Google: We Don’t Penalize Duplicate Images

Matt Cutts ImageFor some time now, Google has had a “Search By Image” feature, which shows that the search giant has been able to look at the content of an image and compare it to others online. Combine this with Google’s famously strong stance on duplicate content and many have wondered if Google might be using that image detection tool to look for duplication among images and respond accordingly.

Well, Google through their head of search spam, Matt Cutts, responded to those questions. In a short video, he explained emphatically that using stock photos (or even duplicating photos repeatedly on the same site) does not impact your search engine ranking, negatively or positively.

While this question was put in the context of stock photos, the implications for photographers and artists clearly go beyond that. For example, if an infringer copies and posts a copy of a photo on their site, it doesn’t hurt the ranking of the original photographer and their site.

This is in stark contrast to text works, were Google very heavily seeks out original content and, unfortunately, sometimes mistakes infringers and plagiarists for original sites, demoting the actual authors of the work.

However, this doesn’t mean that the issue is settled either. Cutts mentioned in the video that it was “A great suggestion for the future”, hinting that this might be something Google could weigh in the future.

Right now though, it seems that visual artists are safe from the hazards that writers face to their search engine ranking when they are infringed.

However, that doesn’t necessarily mean that the conversation ends there.

The Flip Side of the Coin

So while the good news is that legitimate sites won’t be penalized when their images are infringed, the flip side is that infringing sites won’t either. All of the sites that lift photos have the exact same chance for ranking well, including in Google Image Search, that your site does.

Though, for writers, Google sometimes gets it wrong and unfairly penalizes original sites, it gets it right most of the time and keeps the plagiarists out of the search results.

According to Cutts, there is no such protection visual artists.

In short, while having your work infringed won’t hurt you, if Cutt’s statement is accurate, the similarity doesn’t impact the other sites either.

The other problem is that, for visual artists, SEO has not been as significant of a concern. The reason is that most artists have focused on licensing and sale of their work as a business model, rather than pure audience.

So while infringing sites may not have a drastic impact on their SEO of an artist’s site, it can have an impact on their ability to license their work and, with the lack of a duplicate content penalty, it may be easier for them to rank competitively.

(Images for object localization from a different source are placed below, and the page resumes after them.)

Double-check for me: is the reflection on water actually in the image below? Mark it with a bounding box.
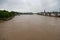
[0,15,60,40]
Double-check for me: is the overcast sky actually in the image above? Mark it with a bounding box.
[0,0,60,12]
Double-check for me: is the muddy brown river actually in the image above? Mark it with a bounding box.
[0,15,60,40]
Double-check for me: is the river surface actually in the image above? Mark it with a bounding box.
[0,15,60,40]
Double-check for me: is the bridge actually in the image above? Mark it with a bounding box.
[37,12,60,17]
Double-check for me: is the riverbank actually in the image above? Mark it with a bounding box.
[0,10,16,21]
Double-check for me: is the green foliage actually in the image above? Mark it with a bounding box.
[0,10,15,20]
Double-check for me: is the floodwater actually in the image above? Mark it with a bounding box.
[0,15,60,40]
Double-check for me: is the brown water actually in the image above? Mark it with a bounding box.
[0,15,60,40]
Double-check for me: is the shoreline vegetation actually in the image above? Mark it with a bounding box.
[0,10,16,21]
[0,10,33,21]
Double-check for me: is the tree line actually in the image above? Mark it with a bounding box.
[0,10,16,20]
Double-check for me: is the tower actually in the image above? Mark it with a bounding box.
[44,10,45,13]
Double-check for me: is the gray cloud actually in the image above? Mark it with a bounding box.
[0,0,60,12]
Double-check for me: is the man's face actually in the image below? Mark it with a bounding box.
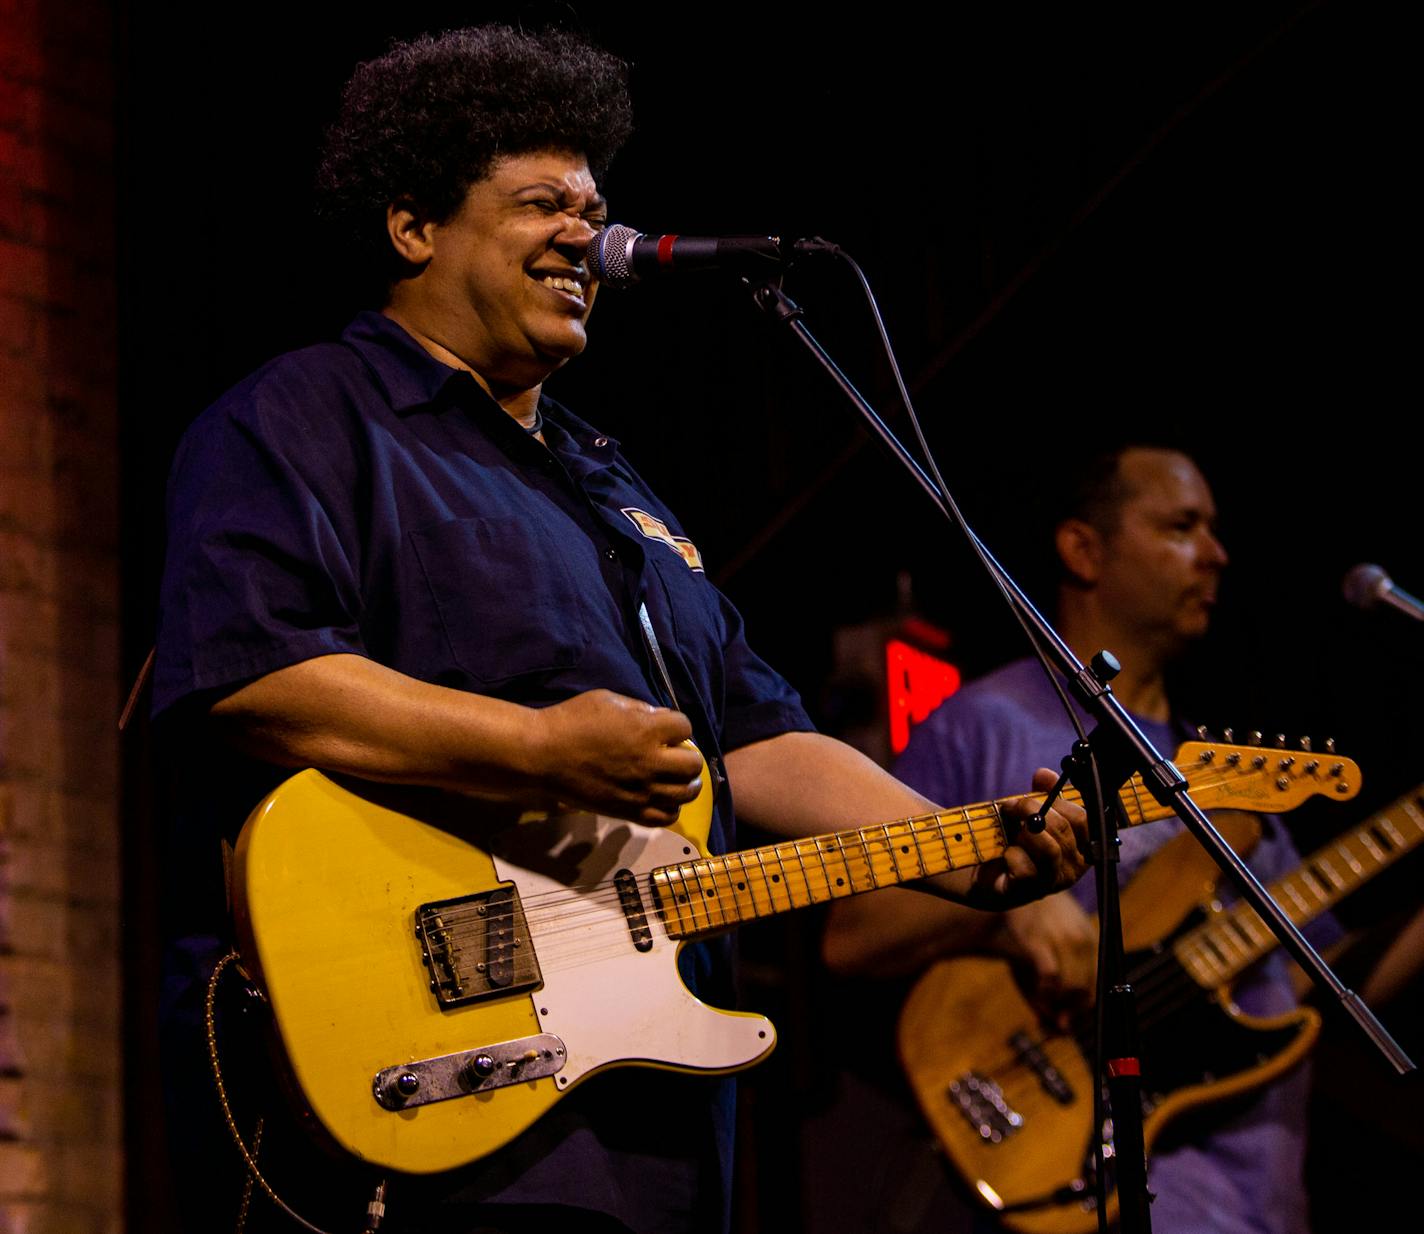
[419,150,607,387]
[1093,449,1229,652]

The one caveat to all of this is that Cutts never expressly said whether or not the rules apply to Google Image Search. However, this seems likely both because Google Image Search usually follows the same rules and also because duplicative images routinely come up in image searches, especially for targeted queries.

Still, it’s worth nothing that it is unclear if that is the case.

Bottom Line

Visual artists are already very wary of Google for various reasons and this news probably won’t help that relationship, though it likely wont’ hurt it much either.

The truth is that Google, for the time being, not weighing the originality of images in its rankings is both a blessing and a curse. While it means that infringers won’t be punished by Google for reposting the works of others, it also means that the original artists don’t run the risk of being unfairly penalized just for being infringed.

However, with images playing a more and more important role on the Web, it may only be a atter of time before Google makes good on Cutt’s idea and start looking into it.

In the end, Google has proven that it can detect duplicate images and, as it does with text, start factoring it into its results. It chooses not to at this time for whatever reason.

That decision, which can change at any time, has a serious impact on both infringers and creators alike.